Texto: Bíblia Livre — CC BY 4.0
💡 Entenda Êxodo 22
Resumo
Continuam as leis do Livro da Aliança, tratando de furto, restituição de danos, responsabilidade sobre bens emprestados, além de proteções para estrangeiros, viúvas, órfãos e pobres.
Explicação
Este capítulo amplia o código legal israelita para cobrir questões de propriedade, restituição e proteção social, refletindo uma preocupação profunda com justiça prática no dia a dia da comunidade. As leis de restituição por furto (exigindo pagamento múltiplo do valor roubado) buscavam desencorajar o crime através de consequências financeiras significativas, ao mesmo tempo em que estabeleciam limites claros sobre até onde a autodefesa contra um ladrão poderia ir sem se tornar homicídio injustificado.

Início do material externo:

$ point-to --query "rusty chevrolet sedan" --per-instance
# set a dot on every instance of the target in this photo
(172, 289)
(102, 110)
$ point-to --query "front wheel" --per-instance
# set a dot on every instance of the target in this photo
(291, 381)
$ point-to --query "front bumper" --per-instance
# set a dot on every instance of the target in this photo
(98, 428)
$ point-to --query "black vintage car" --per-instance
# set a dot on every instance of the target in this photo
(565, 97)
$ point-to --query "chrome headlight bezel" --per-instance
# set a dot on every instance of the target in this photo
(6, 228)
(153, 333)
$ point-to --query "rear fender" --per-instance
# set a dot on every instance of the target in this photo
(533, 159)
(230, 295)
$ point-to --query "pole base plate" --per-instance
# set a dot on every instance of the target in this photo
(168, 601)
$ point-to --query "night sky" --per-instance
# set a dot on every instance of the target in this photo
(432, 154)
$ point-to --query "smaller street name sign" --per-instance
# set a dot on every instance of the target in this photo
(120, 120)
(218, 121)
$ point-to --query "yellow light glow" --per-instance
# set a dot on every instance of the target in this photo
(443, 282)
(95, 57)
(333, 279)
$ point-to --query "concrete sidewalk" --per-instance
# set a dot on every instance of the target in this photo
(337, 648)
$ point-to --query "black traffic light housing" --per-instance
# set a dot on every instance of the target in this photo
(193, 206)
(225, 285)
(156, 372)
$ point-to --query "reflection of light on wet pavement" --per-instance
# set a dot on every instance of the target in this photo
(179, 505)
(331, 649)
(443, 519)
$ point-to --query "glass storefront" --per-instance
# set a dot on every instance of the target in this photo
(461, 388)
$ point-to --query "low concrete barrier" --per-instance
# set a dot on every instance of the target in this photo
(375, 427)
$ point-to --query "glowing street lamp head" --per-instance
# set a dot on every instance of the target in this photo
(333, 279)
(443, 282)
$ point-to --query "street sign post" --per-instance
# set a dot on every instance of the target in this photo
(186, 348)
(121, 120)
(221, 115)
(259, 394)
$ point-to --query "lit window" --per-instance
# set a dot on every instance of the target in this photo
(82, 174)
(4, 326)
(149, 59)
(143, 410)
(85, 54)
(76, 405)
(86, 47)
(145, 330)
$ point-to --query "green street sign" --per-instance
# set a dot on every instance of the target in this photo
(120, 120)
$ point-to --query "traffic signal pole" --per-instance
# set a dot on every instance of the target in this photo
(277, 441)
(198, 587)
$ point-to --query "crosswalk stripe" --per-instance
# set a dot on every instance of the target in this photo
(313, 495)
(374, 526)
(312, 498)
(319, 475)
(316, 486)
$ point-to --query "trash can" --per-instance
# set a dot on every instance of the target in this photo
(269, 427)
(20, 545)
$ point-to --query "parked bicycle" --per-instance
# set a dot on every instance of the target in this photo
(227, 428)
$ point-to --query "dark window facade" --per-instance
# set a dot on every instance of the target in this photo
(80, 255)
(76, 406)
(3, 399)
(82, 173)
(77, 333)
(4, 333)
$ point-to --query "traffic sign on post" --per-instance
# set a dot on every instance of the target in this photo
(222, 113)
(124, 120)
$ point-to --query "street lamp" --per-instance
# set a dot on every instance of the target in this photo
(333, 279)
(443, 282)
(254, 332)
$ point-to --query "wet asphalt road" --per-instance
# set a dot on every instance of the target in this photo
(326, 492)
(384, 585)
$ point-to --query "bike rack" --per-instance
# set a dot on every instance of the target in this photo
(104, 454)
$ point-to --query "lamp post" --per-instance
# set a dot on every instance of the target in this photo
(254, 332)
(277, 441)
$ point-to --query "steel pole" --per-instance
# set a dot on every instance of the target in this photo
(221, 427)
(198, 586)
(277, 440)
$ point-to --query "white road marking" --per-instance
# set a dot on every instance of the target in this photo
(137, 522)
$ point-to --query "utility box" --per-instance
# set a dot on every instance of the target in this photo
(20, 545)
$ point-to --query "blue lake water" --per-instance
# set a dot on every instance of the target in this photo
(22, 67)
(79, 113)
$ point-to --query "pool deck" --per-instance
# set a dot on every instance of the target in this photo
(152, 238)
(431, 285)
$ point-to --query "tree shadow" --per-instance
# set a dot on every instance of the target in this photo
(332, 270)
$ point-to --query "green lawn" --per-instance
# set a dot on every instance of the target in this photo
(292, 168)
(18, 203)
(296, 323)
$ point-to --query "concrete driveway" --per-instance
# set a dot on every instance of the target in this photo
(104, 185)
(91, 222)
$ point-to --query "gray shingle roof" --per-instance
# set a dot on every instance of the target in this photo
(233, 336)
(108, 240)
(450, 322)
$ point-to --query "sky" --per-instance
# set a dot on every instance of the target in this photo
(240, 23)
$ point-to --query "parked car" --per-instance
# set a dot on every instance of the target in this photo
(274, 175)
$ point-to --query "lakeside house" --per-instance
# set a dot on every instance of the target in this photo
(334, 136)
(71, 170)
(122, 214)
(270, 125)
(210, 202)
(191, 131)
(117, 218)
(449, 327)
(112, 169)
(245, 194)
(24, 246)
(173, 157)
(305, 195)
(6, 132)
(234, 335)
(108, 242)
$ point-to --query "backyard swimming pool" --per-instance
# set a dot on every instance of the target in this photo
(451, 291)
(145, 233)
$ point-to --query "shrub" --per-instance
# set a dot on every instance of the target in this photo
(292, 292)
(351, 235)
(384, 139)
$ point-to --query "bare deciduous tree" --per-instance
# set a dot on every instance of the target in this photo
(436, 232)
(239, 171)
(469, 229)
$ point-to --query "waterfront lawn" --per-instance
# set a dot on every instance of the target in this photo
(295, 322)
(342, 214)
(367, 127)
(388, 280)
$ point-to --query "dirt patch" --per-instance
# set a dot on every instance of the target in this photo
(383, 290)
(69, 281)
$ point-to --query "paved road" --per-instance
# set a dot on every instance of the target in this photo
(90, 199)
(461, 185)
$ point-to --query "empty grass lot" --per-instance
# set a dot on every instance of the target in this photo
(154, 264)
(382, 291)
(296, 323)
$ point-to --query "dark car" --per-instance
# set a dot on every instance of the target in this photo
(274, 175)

Um destaque notável é a proteção explícita para estrangeiros, viúvas e órfãos — grupos vulneráveis que facilmente poderiam ser explorados numa sociedade antiga — com Deus prometendo ouvir pessoalmente o clamor daqueles que fossem maltratados. A proibição de cobrar juros de empréstimos a pessoas pobres da comunidade (v. 25) mostra uma preocupação econômica com não agravar ainda mais a situação de quem já enfrentava dificuldades financeiras, um princípio de justiça social avançado para a época.
Curiosidades
- A proteção de estrangeiros neste capítulo justifica-se explicitamente pela própria experiência histórica de Israel ('pois estrangeiros fostes na terra do Egito', v. 21) — um dos primeiros exemplos bíblicos de usar a memória do próprio sofrimento como motivação ética para tratar bem os outros.
- A proibição de cobrar juros sobre empréstimos ao pobre (v. 25) se tornaria um princípio econômico central na Lei mosaica, discutido extensivamente em livros posteriores como Levítico e Deuteronômio, e influenciaria séculos depois debates éticos e religiosos sobre usura na Idade Média.